Cas cliniques > Etude de cas

Une crise étrange fait suite à la prise de Depakote : pourquoi ? Comment ? Quel historique ? Comment limiter les risques dʼen arriver là ?
Voici un problème clinique observé avec la prise de Dépakote

Le site bipolaire-info vient de me soumettre ce qui est arrivé à une internaute.

Témoignage dʼun patient sous Depakote


La réaction au traitement


"Après 4 jours de traitement en 2006 je prenais 2 Dépakote par jour et jʼétais devenue sans réaction et dormant tous le temps enfin bref un vendredi soir je demande à mon frère de mʼamener du coca jʼétais drôlement brassée.
Jʼai des vagues souvenirs et cʼest mon fils de 12 ans qui mʼa relaté tout ce que jʼai fait.
Ça a commencé par un appétit féroce, un mal de tète horrible ; jʼétais assise devant le placard à bouffe et quand jʼavais mangé tout ce qui nʼavait pas besoin dʼêtre cuit je me suis attaqué au pâtes crues, allez comprendre. Jʼai vidé le sachet de pâtes par terre et y ai déposé du fromage râpé et ai mangé ces pâtes comme un chien mange son pâté.
Après lʼhistoire de bouffe passée qui avait commencé à 19 h 30 du soir là je longeais tout les murs de mon appartement je criais, je réclamais une de mes sœurs et je me suis avalée je ne sais combien dʼantidouleur pour la tète et dʼanxiolytiques.

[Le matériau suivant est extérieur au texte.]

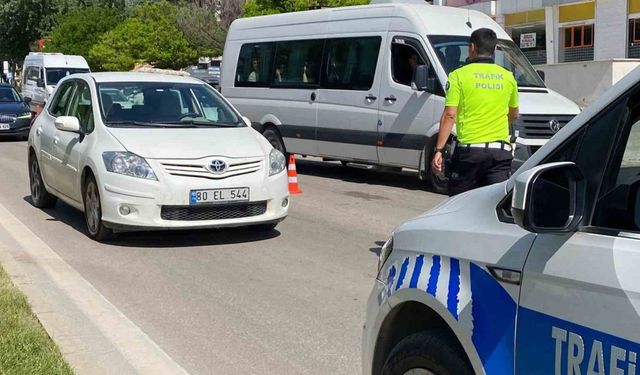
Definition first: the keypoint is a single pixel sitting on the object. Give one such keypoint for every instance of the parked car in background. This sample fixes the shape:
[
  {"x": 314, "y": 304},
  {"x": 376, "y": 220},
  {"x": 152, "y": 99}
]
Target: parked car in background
[
  {"x": 207, "y": 70},
  {"x": 15, "y": 115},
  {"x": 179, "y": 156},
  {"x": 338, "y": 83},
  {"x": 41, "y": 72}
]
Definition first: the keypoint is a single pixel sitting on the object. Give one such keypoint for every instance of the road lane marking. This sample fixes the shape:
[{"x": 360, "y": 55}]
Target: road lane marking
[{"x": 142, "y": 353}]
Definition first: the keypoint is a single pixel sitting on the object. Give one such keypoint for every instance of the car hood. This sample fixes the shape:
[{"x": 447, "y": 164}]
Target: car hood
[
  {"x": 190, "y": 143},
  {"x": 13, "y": 108},
  {"x": 550, "y": 103}
]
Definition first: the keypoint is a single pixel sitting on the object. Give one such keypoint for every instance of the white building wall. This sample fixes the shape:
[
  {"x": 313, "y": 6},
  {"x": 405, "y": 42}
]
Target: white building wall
[{"x": 611, "y": 29}]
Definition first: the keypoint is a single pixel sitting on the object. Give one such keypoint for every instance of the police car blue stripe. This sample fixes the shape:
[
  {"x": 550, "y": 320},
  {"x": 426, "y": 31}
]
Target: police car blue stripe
[
  {"x": 454, "y": 288},
  {"x": 417, "y": 269},
  {"x": 403, "y": 273},
  {"x": 390, "y": 279},
  {"x": 432, "y": 286}
]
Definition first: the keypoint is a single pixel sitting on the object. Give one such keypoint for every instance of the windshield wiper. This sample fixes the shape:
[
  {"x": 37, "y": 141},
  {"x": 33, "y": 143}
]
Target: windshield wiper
[
  {"x": 142, "y": 124},
  {"x": 202, "y": 123}
]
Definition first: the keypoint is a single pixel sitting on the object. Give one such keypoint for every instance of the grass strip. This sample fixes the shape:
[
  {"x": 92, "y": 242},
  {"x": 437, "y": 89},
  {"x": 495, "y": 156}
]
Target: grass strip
[{"x": 25, "y": 347}]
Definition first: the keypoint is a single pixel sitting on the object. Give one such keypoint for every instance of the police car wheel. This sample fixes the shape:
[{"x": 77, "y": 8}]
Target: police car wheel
[{"x": 427, "y": 353}]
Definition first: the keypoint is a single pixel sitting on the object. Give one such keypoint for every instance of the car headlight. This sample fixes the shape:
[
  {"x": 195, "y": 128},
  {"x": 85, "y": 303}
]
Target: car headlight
[
  {"x": 128, "y": 164},
  {"x": 277, "y": 162},
  {"x": 385, "y": 252}
]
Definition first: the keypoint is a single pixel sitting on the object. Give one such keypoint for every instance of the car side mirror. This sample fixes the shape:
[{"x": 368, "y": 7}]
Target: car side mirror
[
  {"x": 246, "y": 121},
  {"x": 68, "y": 124},
  {"x": 549, "y": 198},
  {"x": 422, "y": 81}
]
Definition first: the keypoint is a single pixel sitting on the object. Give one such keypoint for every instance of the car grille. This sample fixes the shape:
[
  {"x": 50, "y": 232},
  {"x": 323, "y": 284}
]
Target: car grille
[
  {"x": 538, "y": 126},
  {"x": 192, "y": 168},
  {"x": 7, "y": 118},
  {"x": 214, "y": 212}
]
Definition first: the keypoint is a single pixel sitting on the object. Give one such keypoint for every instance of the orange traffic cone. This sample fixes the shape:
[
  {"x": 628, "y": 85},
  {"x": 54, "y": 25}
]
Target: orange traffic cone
[{"x": 294, "y": 188}]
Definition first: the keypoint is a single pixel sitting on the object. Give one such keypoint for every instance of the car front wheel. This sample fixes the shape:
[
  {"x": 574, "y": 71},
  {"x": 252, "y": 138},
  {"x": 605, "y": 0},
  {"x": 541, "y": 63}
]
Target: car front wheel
[
  {"x": 427, "y": 353},
  {"x": 40, "y": 197},
  {"x": 93, "y": 212}
]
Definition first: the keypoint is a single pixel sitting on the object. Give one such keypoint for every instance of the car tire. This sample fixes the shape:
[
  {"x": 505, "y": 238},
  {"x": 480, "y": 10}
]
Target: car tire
[
  {"x": 273, "y": 136},
  {"x": 439, "y": 184},
  {"x": 427, "y": 353},
  {"x": 96, "y": 229},
  {"x": 40, "y": 197}
]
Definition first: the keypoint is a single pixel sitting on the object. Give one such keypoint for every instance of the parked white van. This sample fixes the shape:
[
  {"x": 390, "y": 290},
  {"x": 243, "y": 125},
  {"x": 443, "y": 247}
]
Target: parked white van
[
  {"x": 42, "y": 71},
  {"x": 337, "y": 83}
]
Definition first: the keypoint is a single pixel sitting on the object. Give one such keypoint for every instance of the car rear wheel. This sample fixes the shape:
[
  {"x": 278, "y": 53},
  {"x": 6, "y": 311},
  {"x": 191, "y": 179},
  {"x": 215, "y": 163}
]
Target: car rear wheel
[
  {"x": 93, "y": 212},
  {"x": 427, "y": 353},
  {"x": 40, "y": 197}
]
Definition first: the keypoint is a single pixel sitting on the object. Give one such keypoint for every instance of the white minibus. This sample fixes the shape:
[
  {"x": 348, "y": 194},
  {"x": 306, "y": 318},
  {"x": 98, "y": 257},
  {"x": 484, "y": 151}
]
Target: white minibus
[
  {"x": 337, "y": 83},
  {"x": 42, "y": 71}
]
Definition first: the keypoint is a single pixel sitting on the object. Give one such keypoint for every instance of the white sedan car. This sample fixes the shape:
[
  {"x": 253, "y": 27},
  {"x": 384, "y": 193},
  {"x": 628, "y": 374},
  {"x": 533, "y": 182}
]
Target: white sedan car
[{"x": 177, "y": 156}]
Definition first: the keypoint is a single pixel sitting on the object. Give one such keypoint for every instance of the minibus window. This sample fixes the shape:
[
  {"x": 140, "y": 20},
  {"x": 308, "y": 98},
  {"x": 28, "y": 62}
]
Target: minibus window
[
  {"x": 350, "y": 63},
  {"x": 255, "y": 65},
  {"x": 297, "y": 63},
  {"x": 453, "y": 53}
]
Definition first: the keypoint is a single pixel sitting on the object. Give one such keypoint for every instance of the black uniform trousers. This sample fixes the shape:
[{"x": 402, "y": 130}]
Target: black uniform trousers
[{"x": 473, "y": 167}]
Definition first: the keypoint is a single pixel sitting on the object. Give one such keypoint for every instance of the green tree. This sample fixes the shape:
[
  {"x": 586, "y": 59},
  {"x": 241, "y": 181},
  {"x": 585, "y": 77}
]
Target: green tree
[
  {"x": 22, "y": 22},
  {"x": 150, "y": 35},
  {"x": 263, "y": 7},
  {"x": 202, "y": 29},
  {"x": 79, "y": 30}
]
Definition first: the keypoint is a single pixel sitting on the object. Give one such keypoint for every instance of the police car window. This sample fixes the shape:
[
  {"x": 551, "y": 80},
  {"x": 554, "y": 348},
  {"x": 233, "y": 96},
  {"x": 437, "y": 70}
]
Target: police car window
[{"x": 619, "y": 204}]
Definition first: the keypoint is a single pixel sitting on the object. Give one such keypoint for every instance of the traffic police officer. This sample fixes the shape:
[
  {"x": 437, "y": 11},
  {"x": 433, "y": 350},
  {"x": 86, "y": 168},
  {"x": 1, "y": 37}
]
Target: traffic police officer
[{"x": 482, "y": 98}]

Je tapais dans tous les murs de la maison à coup de pied, de genoux et ceci jusqu’à 2 h 30 du matin Et je peux assurer quʼil nʼy avait pas dʼalcool chez moi car depuis 2006, même si je rechutais, cʼétait une règle pas dʼalcool à la maison.

Je me rappelle dʼune longue période de pétage de plomb devant mon enfant sans défense ne sachant plus quoi faire ? Quoiqu’il en soit je me suis réveillée le samedi soir à 19 h et quand jʼai demandé à mon fils ce qui cʼétait passé je suis tombée le cul par terre. On aurait dit quʼune tornade était passée la cuisine en dessus dessous.
Je ne pouvais pas croire avoir fait çà ; je sais que jʼai eu un gros problème en 1996 concernant des neuroleptiques mais je me suis fait peur. Jʼavais des bleus de partout des coups que jʼai pu donné dans les murs.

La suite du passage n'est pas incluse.